Ginger and Pear Upside-Down Cake
Serving Size: 12
- 2 sticks unsalted butter, softened
- 1 tsp pure vanilla extract
- 3 large eggs
- 1.25 cup granulated sugar
- 0.25 tsp salt
- 0.25 tsp freshly grated nutmeg
- 0.25 tsp ground ginger
- 1 tsp cinnamon
- 1.5 tsp baking powder
- 2 cup all-purpose flour
- 2 Tbsp minced crystallized ginger
- 0.25 cup plus 2 tablespoons honey
- 0.5 cup packed light brown sugar
- 4 medium, very firm Bosc pears—peeled, cored and cut into eighths
- 0.75 cup milk
- Preheat the oven to 350°. In a 10-inch cast-iron skillet, melt 4 tablespoons of the butter. Add the pears and cook over high heat, stirring, until crisp-tender. Add 4 tablespoons of the butter, the brown sugar and honey and stir over moderate heat until melted. Off the heat, arrange the pears in an overlapping ring, with the pointed ends facing the center. Fill the center with pears and sprinkle with the crystallized ginger.

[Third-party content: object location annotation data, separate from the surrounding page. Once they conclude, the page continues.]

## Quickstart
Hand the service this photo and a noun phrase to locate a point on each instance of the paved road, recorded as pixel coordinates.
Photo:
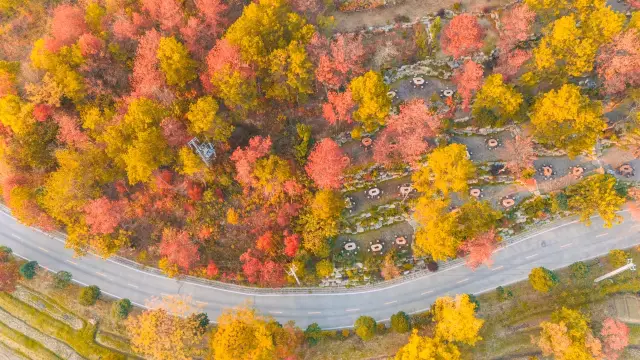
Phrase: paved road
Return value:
(555, 246)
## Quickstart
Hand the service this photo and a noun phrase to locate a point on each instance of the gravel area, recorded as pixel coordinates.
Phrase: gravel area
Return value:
(61, 349)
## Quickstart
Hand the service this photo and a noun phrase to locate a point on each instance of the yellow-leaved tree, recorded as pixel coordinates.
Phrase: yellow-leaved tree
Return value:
(244, 334)
(136, 143)
(175, 63)
(568, 336)
(448, 170)
(568, 120)
(496, 102)
(204, 120)
(596, 194)
(369, 92)
(455, 319)
(455, 324)
(436, 235)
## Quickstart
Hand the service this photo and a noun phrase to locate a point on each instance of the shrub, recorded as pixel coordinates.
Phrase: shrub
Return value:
(503, 294)
(61, 279)
(365, 327)
(579, 270)
(89, 295)
(542, 279)
(313, 334)
(5, 252)
(28, 270)
(121, 308)
(400, 322)
(203, 321)
(432, 266)
(618, 258)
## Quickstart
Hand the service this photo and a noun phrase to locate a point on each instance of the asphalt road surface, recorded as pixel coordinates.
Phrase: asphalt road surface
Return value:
(554, 246)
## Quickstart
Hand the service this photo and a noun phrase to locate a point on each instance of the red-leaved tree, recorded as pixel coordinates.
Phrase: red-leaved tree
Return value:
(69, 131)
(103, 215)
(405, 137)
(272, 274)
(509, 63)
(167, 12)
(618, 62)
(516, 26)
(179, 249)
(212, 269)
(616, 337)
(338, 107)
(245, 158)
(326, 164)
(519, 154)
(468, 79)
(147, 79)
(267, 243)
(213, 12)
(66, 27)
(90, 44)
(343, 61)
(480, 249)
(291, 245)
(462, 36)
(175, 132)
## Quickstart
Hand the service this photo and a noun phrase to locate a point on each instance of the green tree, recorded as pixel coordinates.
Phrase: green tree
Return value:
(400, 322)
(596, 194)
(313, 334)
(62, 279)
(28, 269)
(369, 92)
(203, 120)
(567, 120)
(618, 258)
(175, 63)
(89, 295)
(542, 279)
(324, 268)
(365, 327)
(121, 308)
(319, 222)
(496, 102)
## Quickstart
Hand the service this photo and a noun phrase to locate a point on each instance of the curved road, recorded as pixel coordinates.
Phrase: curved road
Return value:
(554, 246)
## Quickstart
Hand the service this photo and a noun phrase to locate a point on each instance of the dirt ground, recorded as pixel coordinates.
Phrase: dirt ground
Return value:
(353, 21)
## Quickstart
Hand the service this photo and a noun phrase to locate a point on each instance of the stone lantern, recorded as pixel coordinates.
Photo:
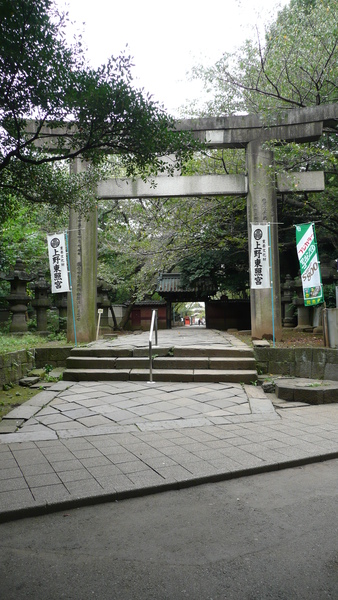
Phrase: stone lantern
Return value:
(18, 298)
(41, 302)
(288, 306)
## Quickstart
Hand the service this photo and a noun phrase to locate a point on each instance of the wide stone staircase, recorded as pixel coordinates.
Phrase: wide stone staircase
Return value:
(174, 364)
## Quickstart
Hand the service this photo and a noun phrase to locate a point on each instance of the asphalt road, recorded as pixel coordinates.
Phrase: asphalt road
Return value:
(270, 536)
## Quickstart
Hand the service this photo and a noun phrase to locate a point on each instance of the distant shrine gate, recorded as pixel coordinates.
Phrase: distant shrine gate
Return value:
(249, 132)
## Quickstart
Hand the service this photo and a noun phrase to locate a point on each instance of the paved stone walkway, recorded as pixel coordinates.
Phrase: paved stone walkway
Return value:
(87, 442)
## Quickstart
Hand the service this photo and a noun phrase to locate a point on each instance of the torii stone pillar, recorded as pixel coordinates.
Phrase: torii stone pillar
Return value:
(262, 208)
(83, 269)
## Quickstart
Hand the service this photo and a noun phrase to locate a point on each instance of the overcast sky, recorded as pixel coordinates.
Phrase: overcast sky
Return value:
(167, 38)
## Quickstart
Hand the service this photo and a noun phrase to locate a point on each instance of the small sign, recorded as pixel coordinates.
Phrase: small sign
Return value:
(309, 264)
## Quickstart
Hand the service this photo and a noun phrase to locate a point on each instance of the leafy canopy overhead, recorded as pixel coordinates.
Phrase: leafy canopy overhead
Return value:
(293, 65)
(76, 111)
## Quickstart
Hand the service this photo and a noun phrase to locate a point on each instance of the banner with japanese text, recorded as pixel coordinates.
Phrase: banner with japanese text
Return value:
(260, 267)
(307, 252)
(58, 263)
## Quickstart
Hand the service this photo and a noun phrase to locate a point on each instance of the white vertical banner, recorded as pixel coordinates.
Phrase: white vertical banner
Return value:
(58, 263)
(260, 266)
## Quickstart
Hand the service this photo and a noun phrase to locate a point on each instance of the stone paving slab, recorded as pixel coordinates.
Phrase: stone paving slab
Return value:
(49, 466)
(136, 438)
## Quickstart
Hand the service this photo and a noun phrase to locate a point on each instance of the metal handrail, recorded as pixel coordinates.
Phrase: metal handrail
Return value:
(153, 327)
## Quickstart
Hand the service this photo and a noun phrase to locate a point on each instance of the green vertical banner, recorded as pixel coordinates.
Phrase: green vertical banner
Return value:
(309, 264)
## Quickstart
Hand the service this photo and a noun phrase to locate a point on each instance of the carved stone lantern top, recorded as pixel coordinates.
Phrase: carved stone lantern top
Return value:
(18, 272)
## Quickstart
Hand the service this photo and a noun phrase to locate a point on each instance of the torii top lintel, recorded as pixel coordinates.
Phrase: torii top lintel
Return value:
(296, 125)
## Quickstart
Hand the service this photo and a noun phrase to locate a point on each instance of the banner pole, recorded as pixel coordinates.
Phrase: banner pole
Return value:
(271, 280)
(71, 288)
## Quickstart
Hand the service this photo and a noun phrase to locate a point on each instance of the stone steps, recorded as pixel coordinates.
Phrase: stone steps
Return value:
(203, 364)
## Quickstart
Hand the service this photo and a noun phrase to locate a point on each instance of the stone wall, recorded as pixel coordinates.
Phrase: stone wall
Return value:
(56, 357)
(15, 365)
(312, 363)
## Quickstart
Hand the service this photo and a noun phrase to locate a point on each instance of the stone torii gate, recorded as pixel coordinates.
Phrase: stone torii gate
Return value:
(249, 132)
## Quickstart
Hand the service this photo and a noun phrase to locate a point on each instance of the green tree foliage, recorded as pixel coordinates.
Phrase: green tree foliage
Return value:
(54, 107)
(292, 65)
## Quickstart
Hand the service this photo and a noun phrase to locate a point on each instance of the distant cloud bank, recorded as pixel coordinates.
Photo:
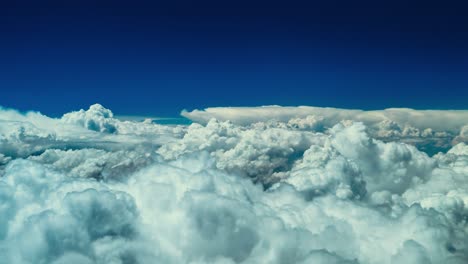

- In a medium bowl, whisk the flour, baking powder, cinnamon, ground ginger, nutmeg and salt. In a large bowl, cream the remaining stick of butter. Add the granulated sugar; beat until light and fluffy. Beat in the eggs, 1 at a time. Add the vanilla. Beat in the dry ingredients in 3 additions, alternating with the milk. Spoon the batter evenly over the pears, spreading it to the edge.
- Bake the cake on the bottom oven rack for 30 minutes, or until golden and a toothpick inserted in the center comes out clean. Let cool for 10 minutes, then invert a plate over the skillet. Quickly invert the skillet to release the cake. Replace any pears that stick to the skillet and drizzle any remaining syrup over the cake. Let cool before serving.
MAKE AHEAD: The unmolded cake can be refrigerated for up to 2 days.